Right to prompt determination of probable cause
Police must have probable cause to make a legal arrest. Probable cause means the police have a reasonable belief that the person they are arresting has committed a crime. An arrestee has a right to a court determination of whether or not there is probable cause. Unless the prosecution establishes a bona fide emergency or other extraordinary circumstance, the arrested person must receive the probable cause determination promptly, usually within 24 to 48 hours. However, if the arrest was pursuant to a warrant, then a magistrate already made the probable cause determination upon issuing the warrant, so no further determination is required.
How a criminal defense attorney might deal with excessive delay
If you have been arrested but have not had a probable cause review within the prescribed time, there are various steps your criminal defense attorney might take on your behalf.
Writ of habeas corpus
Your attorney may seek your release by filing what is called a “writ of habeas corpus” with the court. However, filing a writ takes time for the attorney to prepare the papers and time to schedule the hearing, and by the end of that time you might have been arraigned. Therefore, an effective criminal defense attorney might choose to start with telephone calls, going up the chain of command: to the arresting officer or the officer’s commander, to a responsible assistant district attorney, to the supervising prosecutor in charge of preliminary proceedings, and then to the judge or court clerk. The last call if necessary is for the purpose of scheduling the presentation of the habeas corpus petition. During that call, your attorney should try to explain the situation to the judge or clerk. The judge’s desire to avoid unnecessary litigation may prompt the judge to make a call to get you arraigned sooner and at less expense to the court than later.
Federal civil rights action
Your attorney might also consider threatening a federal civil rights action against the officers, sheriff and prosecuting office.

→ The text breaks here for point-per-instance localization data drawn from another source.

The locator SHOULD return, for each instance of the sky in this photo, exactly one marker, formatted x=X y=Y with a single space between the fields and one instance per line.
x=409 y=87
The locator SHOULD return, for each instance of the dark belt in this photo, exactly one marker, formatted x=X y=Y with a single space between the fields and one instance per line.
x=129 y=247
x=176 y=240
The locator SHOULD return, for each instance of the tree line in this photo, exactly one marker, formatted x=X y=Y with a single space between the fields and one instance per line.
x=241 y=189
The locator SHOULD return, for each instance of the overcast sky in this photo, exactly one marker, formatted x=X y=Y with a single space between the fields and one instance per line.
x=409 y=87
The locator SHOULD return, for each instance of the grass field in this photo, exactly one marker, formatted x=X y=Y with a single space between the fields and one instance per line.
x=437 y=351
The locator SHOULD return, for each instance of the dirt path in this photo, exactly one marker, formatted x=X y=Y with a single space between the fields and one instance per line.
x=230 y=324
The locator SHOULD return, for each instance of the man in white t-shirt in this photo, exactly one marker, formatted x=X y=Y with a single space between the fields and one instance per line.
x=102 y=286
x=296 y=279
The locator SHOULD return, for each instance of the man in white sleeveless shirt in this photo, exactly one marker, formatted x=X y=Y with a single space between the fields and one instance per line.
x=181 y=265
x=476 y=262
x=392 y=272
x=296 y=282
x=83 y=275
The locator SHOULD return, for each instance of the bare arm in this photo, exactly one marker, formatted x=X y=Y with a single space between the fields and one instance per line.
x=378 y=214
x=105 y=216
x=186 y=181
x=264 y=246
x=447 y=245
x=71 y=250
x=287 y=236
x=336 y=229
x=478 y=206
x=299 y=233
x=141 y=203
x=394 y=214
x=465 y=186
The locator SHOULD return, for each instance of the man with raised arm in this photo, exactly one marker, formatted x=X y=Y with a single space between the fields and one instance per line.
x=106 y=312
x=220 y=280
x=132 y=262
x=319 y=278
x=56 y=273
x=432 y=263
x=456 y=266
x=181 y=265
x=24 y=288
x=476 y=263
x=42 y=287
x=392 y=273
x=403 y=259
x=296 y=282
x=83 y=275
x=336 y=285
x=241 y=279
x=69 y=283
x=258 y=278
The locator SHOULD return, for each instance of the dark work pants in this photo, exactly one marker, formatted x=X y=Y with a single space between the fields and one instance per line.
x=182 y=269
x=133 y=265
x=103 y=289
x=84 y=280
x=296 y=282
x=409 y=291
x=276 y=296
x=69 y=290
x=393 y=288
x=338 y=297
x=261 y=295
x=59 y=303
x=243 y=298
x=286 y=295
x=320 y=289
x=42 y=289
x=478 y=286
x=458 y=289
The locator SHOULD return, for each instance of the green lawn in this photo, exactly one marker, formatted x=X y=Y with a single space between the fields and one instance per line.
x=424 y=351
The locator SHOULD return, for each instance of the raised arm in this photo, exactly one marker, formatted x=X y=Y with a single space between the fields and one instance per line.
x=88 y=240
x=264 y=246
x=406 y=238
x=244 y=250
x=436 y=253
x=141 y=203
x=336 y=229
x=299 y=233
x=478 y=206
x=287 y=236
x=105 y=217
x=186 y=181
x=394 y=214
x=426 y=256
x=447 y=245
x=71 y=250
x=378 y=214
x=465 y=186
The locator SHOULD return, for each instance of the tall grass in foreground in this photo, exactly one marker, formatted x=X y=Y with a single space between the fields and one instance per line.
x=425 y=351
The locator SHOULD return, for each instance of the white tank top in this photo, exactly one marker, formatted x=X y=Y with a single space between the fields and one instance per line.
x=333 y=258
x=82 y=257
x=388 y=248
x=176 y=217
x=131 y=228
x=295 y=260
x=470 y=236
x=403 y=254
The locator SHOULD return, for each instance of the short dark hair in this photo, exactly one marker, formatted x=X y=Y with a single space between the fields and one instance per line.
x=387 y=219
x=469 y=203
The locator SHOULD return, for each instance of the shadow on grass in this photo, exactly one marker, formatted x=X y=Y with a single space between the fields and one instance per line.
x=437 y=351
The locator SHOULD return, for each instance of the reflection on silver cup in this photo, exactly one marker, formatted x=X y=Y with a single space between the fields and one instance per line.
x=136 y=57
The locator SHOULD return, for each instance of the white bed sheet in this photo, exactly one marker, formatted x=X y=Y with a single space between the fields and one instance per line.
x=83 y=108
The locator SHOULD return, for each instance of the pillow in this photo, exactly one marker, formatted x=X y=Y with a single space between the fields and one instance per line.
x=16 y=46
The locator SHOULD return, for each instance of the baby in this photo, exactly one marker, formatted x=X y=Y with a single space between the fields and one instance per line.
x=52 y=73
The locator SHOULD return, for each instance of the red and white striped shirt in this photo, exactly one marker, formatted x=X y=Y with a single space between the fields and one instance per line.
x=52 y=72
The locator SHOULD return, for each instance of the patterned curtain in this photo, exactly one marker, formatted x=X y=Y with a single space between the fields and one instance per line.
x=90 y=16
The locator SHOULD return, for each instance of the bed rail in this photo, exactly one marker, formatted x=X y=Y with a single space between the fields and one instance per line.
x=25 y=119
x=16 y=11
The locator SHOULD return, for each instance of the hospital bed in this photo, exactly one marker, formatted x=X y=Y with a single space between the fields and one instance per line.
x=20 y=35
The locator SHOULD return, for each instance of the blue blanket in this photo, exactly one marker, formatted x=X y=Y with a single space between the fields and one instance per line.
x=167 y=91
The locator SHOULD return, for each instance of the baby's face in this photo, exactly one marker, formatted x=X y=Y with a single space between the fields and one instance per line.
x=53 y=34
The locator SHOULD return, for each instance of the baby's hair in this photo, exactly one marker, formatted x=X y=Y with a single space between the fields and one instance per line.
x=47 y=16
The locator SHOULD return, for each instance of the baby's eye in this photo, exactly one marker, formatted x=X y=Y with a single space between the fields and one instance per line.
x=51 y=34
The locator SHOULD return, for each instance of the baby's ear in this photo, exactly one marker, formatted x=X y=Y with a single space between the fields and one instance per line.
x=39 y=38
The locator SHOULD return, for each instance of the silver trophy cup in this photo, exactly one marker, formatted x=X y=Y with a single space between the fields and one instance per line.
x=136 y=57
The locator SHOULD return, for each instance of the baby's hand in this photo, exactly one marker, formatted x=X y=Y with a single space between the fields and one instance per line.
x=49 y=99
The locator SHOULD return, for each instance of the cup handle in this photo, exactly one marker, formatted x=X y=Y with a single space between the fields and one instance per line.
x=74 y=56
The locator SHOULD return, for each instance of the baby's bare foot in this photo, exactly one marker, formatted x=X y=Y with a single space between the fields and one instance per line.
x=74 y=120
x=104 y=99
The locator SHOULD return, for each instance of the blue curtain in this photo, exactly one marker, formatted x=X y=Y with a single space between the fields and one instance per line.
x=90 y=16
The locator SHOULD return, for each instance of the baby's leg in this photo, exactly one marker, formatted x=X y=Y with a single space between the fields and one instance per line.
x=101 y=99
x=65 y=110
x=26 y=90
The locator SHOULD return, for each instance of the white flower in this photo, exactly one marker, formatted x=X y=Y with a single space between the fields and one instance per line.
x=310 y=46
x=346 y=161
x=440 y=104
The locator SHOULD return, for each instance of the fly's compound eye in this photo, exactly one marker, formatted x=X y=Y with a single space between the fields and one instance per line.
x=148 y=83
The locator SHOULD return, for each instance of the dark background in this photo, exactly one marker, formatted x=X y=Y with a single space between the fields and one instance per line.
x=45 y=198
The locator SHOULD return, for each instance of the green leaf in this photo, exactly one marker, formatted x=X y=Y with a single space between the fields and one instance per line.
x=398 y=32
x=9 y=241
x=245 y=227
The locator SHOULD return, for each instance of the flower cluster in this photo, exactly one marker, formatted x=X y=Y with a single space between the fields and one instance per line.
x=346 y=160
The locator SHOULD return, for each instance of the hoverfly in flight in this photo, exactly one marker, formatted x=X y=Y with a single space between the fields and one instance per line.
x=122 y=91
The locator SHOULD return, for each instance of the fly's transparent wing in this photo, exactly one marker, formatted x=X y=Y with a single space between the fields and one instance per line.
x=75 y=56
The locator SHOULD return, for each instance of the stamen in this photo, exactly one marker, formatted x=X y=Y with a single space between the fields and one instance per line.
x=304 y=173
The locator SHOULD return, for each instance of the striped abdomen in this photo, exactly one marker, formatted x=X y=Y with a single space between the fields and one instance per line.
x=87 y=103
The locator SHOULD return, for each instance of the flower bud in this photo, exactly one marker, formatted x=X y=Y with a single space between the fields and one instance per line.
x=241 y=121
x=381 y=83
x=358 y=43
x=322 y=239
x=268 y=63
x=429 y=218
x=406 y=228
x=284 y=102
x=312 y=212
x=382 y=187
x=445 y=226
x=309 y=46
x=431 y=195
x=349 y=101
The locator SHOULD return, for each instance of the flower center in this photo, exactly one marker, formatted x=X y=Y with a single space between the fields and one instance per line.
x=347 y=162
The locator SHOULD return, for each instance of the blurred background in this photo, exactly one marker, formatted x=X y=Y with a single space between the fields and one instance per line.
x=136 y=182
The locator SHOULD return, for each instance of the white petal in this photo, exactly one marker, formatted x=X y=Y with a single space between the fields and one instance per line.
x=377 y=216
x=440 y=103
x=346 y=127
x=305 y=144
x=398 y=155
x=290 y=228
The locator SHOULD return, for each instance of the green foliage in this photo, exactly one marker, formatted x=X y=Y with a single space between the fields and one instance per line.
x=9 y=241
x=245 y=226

The threat of such an action should bring immediate relief, because if you bring such an action and prevail, the defendants must pay your attorney’s fees.
Suppression of evidence of confessions and other statements
Perhaps you are not able to retain a defense lawyer in time to file a habeas corpus writ or bring a civil rights action. Even so, the undue delay in bringing you before a magistrate for your initial appearance and probable cause determination can still have consequences for the prosecution. The delay may be because the police are trying to extract a confession from you. In many jurisdictions, confessions and other statements elicited from you during the delay will be suppressed. That means that the statements cannot be used as evidence against you.
Support for your release on bail
Your criminal defense attorney can reference the delay during the argument for bail. Judges sometimes will consider the state’s abusive conduct when deciding whether or not to release the defendant.